The Australia Group met for its annual plenary in Paris from 7-10 June to further strengthen participating countries’ export control measures for preventing the production and spread of chemical and biological weapons.
The Australia Group welcomed five new members – Estonia, Latvia, Lithuania, Malta, and Slovenia. All new members participated in the 2004 Plenary, expanding the reach of the Group’s activities.
The 2004 Plenary was held against the backdrop of significant developments in global non-proliferation – including Libya’s decision to forgo its chemical weapons program, the revelation of the Khan proliferation network and unanimous adoption of UN Security Council Resolution 1540. The resolution calls on states to establish effective national export controls, among other non-proliferation measures. The work of the Australia Group will play a key role in international efforts to implement United Nations Security Council Resolution 1540.
Against this background, participants noted growing acceptance of Australia Group measures as the international benchmark in relation to export controls directed at chemical and biological weapons, owing in large part to the Group’s ongoing outreach activities.

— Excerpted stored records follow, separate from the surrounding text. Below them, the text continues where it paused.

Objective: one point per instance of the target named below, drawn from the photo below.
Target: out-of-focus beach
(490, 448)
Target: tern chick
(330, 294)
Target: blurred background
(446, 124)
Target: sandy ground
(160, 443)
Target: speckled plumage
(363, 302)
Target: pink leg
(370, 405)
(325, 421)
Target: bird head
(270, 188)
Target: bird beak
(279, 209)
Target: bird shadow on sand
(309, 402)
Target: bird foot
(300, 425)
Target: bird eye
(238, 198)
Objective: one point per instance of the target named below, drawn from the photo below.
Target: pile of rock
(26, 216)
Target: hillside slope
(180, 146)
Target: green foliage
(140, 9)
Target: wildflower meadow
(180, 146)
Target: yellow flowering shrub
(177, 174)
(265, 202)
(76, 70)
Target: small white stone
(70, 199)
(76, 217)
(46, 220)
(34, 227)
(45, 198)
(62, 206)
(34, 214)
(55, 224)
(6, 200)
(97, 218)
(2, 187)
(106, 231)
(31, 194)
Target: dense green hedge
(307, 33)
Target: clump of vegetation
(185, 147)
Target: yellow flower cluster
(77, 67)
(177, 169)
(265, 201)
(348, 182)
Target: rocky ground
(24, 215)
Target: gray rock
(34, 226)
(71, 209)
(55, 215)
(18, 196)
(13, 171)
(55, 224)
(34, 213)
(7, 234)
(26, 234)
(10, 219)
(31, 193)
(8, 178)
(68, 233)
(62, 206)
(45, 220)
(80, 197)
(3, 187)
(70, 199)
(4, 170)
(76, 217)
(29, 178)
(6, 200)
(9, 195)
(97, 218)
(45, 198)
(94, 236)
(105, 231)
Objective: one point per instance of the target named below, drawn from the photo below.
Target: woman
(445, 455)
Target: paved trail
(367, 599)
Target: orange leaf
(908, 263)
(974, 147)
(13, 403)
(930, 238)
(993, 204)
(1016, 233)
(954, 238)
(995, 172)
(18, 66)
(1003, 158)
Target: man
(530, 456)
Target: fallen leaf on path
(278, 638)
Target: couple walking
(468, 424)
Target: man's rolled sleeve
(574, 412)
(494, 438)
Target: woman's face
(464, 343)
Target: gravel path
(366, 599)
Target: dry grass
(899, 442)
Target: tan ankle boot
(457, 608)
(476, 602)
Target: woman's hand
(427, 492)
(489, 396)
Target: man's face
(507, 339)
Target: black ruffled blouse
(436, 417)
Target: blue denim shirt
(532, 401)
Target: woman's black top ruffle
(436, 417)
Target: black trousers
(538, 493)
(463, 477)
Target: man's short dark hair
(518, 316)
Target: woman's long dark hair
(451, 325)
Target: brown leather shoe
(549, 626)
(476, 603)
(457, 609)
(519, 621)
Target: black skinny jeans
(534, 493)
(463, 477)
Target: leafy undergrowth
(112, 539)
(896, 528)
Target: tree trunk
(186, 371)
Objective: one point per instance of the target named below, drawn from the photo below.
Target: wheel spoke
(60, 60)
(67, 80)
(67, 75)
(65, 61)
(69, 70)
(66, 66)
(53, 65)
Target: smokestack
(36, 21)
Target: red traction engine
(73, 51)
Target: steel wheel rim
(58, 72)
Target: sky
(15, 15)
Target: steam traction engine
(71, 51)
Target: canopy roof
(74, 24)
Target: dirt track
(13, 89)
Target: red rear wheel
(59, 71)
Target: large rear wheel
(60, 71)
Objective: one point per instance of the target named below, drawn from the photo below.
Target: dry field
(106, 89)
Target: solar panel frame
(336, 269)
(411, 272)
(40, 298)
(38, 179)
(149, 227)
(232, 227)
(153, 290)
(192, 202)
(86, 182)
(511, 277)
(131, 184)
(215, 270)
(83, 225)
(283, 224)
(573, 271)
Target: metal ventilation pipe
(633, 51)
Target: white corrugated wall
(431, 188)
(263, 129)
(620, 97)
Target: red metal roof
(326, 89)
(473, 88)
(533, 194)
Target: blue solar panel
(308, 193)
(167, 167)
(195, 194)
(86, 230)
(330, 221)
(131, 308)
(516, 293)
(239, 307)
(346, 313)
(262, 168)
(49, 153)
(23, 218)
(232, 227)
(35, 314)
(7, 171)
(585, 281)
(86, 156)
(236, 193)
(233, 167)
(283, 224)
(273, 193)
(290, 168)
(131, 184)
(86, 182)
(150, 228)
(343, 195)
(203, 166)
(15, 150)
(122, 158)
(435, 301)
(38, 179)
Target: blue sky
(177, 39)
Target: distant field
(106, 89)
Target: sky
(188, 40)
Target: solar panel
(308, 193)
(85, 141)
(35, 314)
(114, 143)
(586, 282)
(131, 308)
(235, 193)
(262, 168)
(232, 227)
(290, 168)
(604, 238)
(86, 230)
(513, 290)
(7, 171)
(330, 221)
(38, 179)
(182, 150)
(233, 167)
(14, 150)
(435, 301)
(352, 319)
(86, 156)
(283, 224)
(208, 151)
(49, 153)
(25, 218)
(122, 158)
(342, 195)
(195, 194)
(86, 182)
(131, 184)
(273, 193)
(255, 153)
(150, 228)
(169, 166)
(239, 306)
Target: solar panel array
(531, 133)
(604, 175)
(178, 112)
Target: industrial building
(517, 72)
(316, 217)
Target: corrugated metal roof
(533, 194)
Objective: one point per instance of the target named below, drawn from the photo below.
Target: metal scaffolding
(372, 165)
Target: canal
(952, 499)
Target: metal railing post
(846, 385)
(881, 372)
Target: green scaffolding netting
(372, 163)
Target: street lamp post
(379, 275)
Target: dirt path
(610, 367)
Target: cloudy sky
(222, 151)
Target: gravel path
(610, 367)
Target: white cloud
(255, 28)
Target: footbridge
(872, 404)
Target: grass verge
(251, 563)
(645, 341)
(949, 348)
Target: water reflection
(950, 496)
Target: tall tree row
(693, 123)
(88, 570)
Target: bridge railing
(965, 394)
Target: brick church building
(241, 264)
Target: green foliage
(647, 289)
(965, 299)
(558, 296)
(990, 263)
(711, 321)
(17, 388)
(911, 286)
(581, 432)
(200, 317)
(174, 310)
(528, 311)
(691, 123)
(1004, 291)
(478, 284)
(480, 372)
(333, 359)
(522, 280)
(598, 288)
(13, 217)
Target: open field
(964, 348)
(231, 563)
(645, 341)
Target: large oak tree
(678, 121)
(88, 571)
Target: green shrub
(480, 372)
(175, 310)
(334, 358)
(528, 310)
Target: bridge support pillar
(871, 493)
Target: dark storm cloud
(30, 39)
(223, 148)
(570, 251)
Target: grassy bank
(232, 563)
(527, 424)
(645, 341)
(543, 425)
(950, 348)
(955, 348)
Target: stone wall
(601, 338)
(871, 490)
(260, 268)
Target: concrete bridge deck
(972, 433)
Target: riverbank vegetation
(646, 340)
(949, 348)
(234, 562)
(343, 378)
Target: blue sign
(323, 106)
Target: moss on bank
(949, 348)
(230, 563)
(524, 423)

Accordingly, participants agreed strategies for better targeted training and assistance, particularly at a regional level, to assist key supplier and transhipping countries and other interested countries outside the Group to enhance their export controls.
In response to increasingly sophisticated procurement activities, the Australia Group agreed to consider the issue of brokering controls. Such controls could play a key role in curtailing the activities of intermediaries and front companies.
As part of the Group’s ongoing efforts to keep its common control lists up to date and scientifically relevant, participants agreed to add five plant pathogens to the control lists – the first such addition since 1993 – and to expand medical exemptions for one of the controlled toxins. Participants also advanced consideration of further additions to the control lists, including airborne spraying and fogging systems capable of dispersing biological agents in aerosol form.
Discussions dealing with information sharing and enforcement provided clearer insights into proliferation behaviour by state and non-state actors and mechanisms for more effectively enforcing export controls.
The next plenary meeting of the Australia Group – to mark the twentieth anniversary of the Group – will be held in Australia in 2005.